Everything changed when I was finally diagnosed with Ehlers Danlos Syndrome.  Suddenly my complaints were taken seriously rather than being dismissed out of hand.  A few weeks ago I mentioned my knee pain to my GP.  I had been suffering swelling and tenderness under my right knee and a tender lump behind it.  She sent me for an MRI scan to investigate the problem.

When I phoned the surgery for the test results I was given a vague message, 'Consistent with Ehlers Danlos syndrome.  No further damage'.  I was a bit disappointed.  It didn't really tell me anything and I thought my problems were going to get swept under the carpet and ignored once again.  I made an appointment to speak to my GP about the results and what I found out I have a wobbly knee cap!

After 25 years of problems I finally knew what was wrong.  My patella showed lateral tilt and subluxation which could be due to patellar instability.  I had a slight patella alta, dysplastic flattened trochlear notch and early patellar chondromalacia.

In English that means my knee cap is at a funny angle, it's too high, there is no grove to keep it in place when I bend my knee so it partially dislocates, and the back of my knee cap is worn down more than it should be.

This fits with my diagnosis of Ehlers Danlos Syndrome and explains why I have found it so difficult to walk and exercise.  I don't have a fear of moving or hypersensitivity to pain, I actually have a physical problem.  It's news I didn't want to hear but it is reassuring after so many years of disbelief.

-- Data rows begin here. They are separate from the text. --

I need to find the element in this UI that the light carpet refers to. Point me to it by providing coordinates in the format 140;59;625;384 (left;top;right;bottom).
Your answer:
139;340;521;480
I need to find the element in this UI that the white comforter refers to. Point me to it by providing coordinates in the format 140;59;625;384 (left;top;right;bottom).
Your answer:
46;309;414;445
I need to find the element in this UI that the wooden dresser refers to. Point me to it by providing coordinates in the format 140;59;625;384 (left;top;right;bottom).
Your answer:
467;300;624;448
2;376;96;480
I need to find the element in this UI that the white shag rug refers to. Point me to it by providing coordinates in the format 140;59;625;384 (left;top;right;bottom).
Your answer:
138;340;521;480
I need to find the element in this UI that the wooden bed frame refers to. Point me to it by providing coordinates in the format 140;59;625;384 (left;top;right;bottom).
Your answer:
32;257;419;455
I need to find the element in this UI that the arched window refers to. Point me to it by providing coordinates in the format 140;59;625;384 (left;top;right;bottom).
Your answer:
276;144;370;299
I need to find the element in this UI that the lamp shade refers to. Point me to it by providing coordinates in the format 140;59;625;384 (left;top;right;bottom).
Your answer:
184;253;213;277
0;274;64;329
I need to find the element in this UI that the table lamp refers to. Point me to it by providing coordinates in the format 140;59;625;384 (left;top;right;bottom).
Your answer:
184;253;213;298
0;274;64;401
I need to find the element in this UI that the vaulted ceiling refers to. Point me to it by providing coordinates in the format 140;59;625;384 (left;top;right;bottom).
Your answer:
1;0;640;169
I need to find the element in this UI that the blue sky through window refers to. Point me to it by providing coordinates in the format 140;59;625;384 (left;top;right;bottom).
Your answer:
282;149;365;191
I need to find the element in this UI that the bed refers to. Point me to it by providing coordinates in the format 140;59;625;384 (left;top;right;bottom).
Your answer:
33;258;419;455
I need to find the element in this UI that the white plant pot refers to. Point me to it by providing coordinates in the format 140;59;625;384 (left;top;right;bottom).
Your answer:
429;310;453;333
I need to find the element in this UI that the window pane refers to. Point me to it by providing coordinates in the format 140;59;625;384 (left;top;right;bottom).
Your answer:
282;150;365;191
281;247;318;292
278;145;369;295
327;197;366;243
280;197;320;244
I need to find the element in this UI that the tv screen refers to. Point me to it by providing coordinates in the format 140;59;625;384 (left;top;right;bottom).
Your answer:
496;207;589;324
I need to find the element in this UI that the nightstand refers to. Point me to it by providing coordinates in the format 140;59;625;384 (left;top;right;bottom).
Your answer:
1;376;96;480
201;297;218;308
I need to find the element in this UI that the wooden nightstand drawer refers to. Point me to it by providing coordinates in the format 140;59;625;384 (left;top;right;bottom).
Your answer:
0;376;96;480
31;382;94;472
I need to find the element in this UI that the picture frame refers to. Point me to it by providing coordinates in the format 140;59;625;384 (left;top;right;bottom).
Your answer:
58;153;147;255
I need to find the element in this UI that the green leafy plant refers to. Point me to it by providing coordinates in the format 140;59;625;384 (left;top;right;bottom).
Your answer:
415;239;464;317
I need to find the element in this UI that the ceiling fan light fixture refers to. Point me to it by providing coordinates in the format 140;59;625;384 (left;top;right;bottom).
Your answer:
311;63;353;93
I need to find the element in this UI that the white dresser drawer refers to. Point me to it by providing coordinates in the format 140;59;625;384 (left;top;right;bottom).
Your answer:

The next big question is what can I do about it?  I have been referred to an orthopaedic surgeon to discuss my options.  In otherwise healthy people they would do surgery to correct the problem but EDS complicates things and could potentially make things worse.  It looks like I have some hard decisions to make but I'm hoping I will be given a few options regarding my potential treatment.  I am frustrated that it has taken this long to find out what is going on but at least now I have a way to move forward.


  1. You've been through a lot in with your knee pain which have been around for years. Good thing that it is now clear what the problem is, and now you'll be able to move on to its treatment. I hope that they will be able to give you other options aside from surgery. I wish you good luck, Clair! I'm sure you'll get through it eventually.

    Derek Sparks @ Forgey Chiropractic

  2. I am glad you’ve finally got the right diagnosis. At the very least, you now have more options on how to treat EDS. Although I wish they were able to determine it sooner, as it could’ve saved you from all those years of pain. Anyways, I hope you’d find yourself in the right hands now, and that you’d be given proper attention and treatment this time. Let’s hope for the best.

    Jacqueline Hodges @ DrKoziol

  3. I am so glad you finally got an answer. I am still looking for mine. I have been going to the chiropractor and physical therapist every single week for the past five years. I have noticed that weather changes effect it a lot so I feel like it must be due to a tendon or muscle. But no answers yet.

    Madalyn Oconnell @ Steadman Hawkins Clinic Denver

  4. Being told knee pain is psychosomatic is frustrating, and it delays you from getting treatment to ease the pain. Hearing that your x-ray was normal, and that should get more exercise when you can hardly walk must have been discouraging. Fortunately, you finally found a doctor that didn't give up until she found the cause of your pain.